ICE officials, in turn, have criticized McFadden, saying he has freed dangerous criminals. In March, ICE said the sheriff’s office did not honor detainer warrants before federal agents arrested 24 people in the Charlotte area suspected of being in the country illegally.

Even before Trump took office, North Carolina lawmakers late last year passed a law – House Bill 10 – requiring law enforcement agencies to communicate with ICE and honor detention requests. This week, the state House passed a bill that would strengthen that 2024 law.   

The measure that advanced Tuesday in the General Assembly, House Bill 318, would expand the number of suspects subject to inquiries into their immigration status and would clarify that jail officials must communicate with immigration authorities when they are holding someone sought on an ICE detainer or administrative warrant. HB 318 is now in the Senate’s Committee on Rules and Operations.

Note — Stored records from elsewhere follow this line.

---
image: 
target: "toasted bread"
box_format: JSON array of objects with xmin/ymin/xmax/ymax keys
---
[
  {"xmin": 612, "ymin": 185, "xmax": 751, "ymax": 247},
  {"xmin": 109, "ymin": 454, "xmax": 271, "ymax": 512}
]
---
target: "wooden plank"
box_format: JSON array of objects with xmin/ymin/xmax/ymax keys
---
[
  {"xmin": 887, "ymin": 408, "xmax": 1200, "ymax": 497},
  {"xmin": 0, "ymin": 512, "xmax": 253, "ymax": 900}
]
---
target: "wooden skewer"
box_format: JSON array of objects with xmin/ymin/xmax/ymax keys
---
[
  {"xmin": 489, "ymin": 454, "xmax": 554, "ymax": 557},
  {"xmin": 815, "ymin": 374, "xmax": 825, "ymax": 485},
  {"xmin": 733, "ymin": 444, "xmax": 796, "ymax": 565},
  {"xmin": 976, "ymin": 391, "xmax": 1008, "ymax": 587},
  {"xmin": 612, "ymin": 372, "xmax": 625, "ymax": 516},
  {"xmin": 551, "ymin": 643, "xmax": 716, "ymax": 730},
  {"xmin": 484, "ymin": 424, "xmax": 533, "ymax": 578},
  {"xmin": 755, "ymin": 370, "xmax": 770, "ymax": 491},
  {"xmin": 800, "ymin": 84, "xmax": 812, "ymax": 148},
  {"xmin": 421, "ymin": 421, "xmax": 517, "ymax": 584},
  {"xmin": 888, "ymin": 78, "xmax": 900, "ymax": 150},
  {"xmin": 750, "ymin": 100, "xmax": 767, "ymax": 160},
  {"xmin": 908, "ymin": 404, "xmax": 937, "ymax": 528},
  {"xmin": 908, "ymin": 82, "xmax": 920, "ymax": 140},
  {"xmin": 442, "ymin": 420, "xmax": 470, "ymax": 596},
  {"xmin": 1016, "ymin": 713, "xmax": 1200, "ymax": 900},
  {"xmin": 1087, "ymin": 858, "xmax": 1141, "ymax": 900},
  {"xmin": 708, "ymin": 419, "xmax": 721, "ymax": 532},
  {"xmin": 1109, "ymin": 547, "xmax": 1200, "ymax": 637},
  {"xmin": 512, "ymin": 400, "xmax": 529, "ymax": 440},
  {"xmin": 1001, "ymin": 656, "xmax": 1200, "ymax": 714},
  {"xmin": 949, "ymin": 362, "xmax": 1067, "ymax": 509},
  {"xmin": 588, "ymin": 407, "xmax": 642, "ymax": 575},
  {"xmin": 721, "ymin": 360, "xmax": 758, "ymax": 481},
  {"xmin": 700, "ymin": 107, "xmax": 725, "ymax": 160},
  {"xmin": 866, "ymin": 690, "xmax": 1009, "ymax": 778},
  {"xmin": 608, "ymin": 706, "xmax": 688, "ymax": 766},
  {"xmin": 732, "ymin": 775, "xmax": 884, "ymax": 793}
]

But McFadden said in a news release Thursday that the measure does not address issues at the heart of cooperation with ICE.

“HB 318, like its predecessor HB 10, still fails to rectify the legal issue of transferring an undocumented immigrant with pending state charges to ICE for civil immigration proceedings,” McFadden said. “ICE agents must obtain a judicial writ for MCSO to legally transfer custody.”

In March, McFadden said the sheriff's office did not honor the detainers because they were not signed by a judge

ICE officials could not be reached Thursday to comment.

McFadden has previously said his agency has followed the law and tried to work with ICE but that holding immigration detainees has come at a cost to taxpayers and has burdened his staff.

In his statement Thursday, he said: “Again, I will continue to follow the law, but I will also remain committed to serving every member of the community with dignity, fairness, and transparency, despite the political winds in Raleigh.”

The North Carolina Sheriffs' Association supports HB 318, the group’s Executive Vice President Eddie Caldwell told lawmakers this week.

But Latino advocate Mario Alfaro, of the group El Pueblo, said the measure "amplifies anti-immigrant narratives.”